Теория сознательно-намеренного изобретения языка предполагает, что природа и формы человеческой жизни податливо готовы принять все виды, какие заблагорассудит им дать произвол человека; она построена на вере во всемогущества разума и воли, на что бы они ни были направлены: на преобразования государства, литературы или языка. Последователи этой теории придавали особенный вес произвольности некоторых правил литературного языка и отсюда заключали о конститутивном влиянии грамматических работ на язык вообще. <…>
Словом, говорит Ломоносов, который здесь может нам служить представителем многих других, человек превосходит прочих животных, потому что оно делает возможным общение мысли, связывает людей в общество. <…>
Сначала люди жили как животные, потом почувствовали побуждение соединиться в общество и найти средство взаимного сообщения мысли. Вероятно, прежде всего вспала им на ум мимика, но впоследствии они увидели недостатки этого языка, заметили, что душевные движения заставляют их издавать известные звуки и что посредством подобных звуков животные понимают друг друга. Естественно было применить к делу это открытие и сделать звуки знаками мысли. Первые слова были звукоподражательные. Изобретатели языка поступали подобно живописцу, который, изображая траву или листья древесные, употребляет для этого зеленую краску; желая, например, выразить предмет дикий и грубый, избирали и звуки дикие и грубые. Затем, ободренные успехом, люди стали выдумывать слова, имевшие более отдаленное сходство с предметами. Изобретение слов для общих представлений тоже не представило особенных трудностей: общие представления уже были, должны были явиться и названия для них, потому что в противном случае пришлось бы не только для всякого нового предмета известного рода, но и для всякого нового восприятия того же предмета иметь особое слово, а такого множества слов не могла бы вместить никакая память, да и самое понимание было бы невозможно. Так появились и части речи: нужно было назвать субстанцию — выдумывали существительное, сами не зная, подобно нынешним необразованным людям, что это существительное; требовалось обозначать качество — выдумывали прилагательное и т. д. Не следует поражаться глубоким разумом, с каким в языке звуки передают изгибы мысли, потому что язык, подобно всем человеческим изобретениям, вначале груб и только исподволь достигает совершенства (причем забывается принимаемая многими и в XVIII в. мысль, что и грубейшие языки устроены премудро, то есть стоят бесконечно выше намеренного, личного творчества). Не следует также слишком удивляться изобретателям языка, потому что дело их вытекло не из глубокого размышления, а из чувства нужды (как будто наше уважение к великому человеку уменьшится от того, что ему необходимо было самому сознать необходимость истины, прежде чем показать ее свету).
<…>
В мысли о постепенном совершенствовании языков видно законное стремление низвести к возможно меньшим величинам все врожденное и сразу данное человеку; но это стремление, дурно направленное, привело к тому, что искомая величина, высокое развитие человека, принята за данную и уже готовую. При этом самый процесс искания оказывается излишним. Так, например, язык нужен для общества, для согласного течения его дел, но он предполагает уже договор, следовательно, общество и согласие. Совершенствование мысли возможно только посредством ее сообщения, науки, поэзии, следовательно, слова; но слово возможно только тогда, когда мысль достигла совершенства уже и без него. Нет языка без понимания, но понимание возможно только посредством слов, не заменимых самою выразительною мимикою. Положим, что можно условиться посредством мимики называть стол столом, но тогда нужно будет принять, что в других предшествующих случаях связь между членораздельным звуком и мыслью была непосредственно понятна, то есть что рядом с произвольно выдуманными и условными словами были в языке слова непроизвольные и всем одинаково вразумительные, без договора. Это уничтожает основное положение, что язык есть дело договора, набор условных знаков.

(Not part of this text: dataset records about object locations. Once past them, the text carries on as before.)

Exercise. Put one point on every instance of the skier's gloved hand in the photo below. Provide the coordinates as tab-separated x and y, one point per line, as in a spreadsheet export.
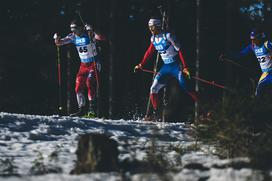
186	72
137	67
55	36
88	27
221	57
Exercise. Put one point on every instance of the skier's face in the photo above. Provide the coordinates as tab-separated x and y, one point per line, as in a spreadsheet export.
256	41
154	29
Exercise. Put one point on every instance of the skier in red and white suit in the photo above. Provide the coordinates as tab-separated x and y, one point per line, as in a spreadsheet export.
87	76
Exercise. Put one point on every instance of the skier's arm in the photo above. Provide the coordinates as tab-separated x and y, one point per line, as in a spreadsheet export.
63	41
245	51
177	47
182	59
149	52
147	56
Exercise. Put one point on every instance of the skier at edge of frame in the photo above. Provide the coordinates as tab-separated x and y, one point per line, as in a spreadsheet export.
262	49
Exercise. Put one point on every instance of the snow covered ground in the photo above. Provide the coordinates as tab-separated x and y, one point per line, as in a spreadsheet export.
30	144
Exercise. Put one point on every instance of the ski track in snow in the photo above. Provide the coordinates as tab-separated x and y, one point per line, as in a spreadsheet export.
25	138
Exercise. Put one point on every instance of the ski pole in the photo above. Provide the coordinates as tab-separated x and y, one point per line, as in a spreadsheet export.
59	79
210	83
196	78
222	58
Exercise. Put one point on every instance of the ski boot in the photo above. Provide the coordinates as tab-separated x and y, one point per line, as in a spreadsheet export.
92	107
79	113
155	116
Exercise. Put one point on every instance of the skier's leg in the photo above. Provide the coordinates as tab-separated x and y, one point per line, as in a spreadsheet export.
79	89
91	86
186	88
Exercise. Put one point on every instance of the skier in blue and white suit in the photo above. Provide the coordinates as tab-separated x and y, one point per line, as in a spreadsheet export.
173	62
262	48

Второе предположение, о Божественном начале языка, в неразвитой форме впервые появилось, по всей вероятности, задолго до рассмотренного выше, но оно имеет место и в истории развития близких к нам по времени взглядов на язык. Мысль, что в языке есть много сторон, о которых и не снилось человеческому произволу, и что сознательно направленные силы человека ничтожны в сравнении с задачами, которые решаются языком, может служить спасительным противодействием теории намеренного изобретения; но в теории откровения языка эта мысль представляется в таком виде, что уничтожает или себя, или возможность исследования языка вообще.
Откровение языка можно понимать двояко: или после создания Бог в образе человеческом был учителем первых людей, как полагает Гаман <…>, или же язык открылся первым людям посредством собственной их природы.
В первом случае предполагается, что Бог говорил, а люди понимали; но как дар невозможен без согласия принимающего, так понимание божественного языка предполагает в человеке знание этого языка, возможность создать его собственными силами. Дети выучиваются языку взрослых только потому, что при других обстоятельствах могли бы создать свой.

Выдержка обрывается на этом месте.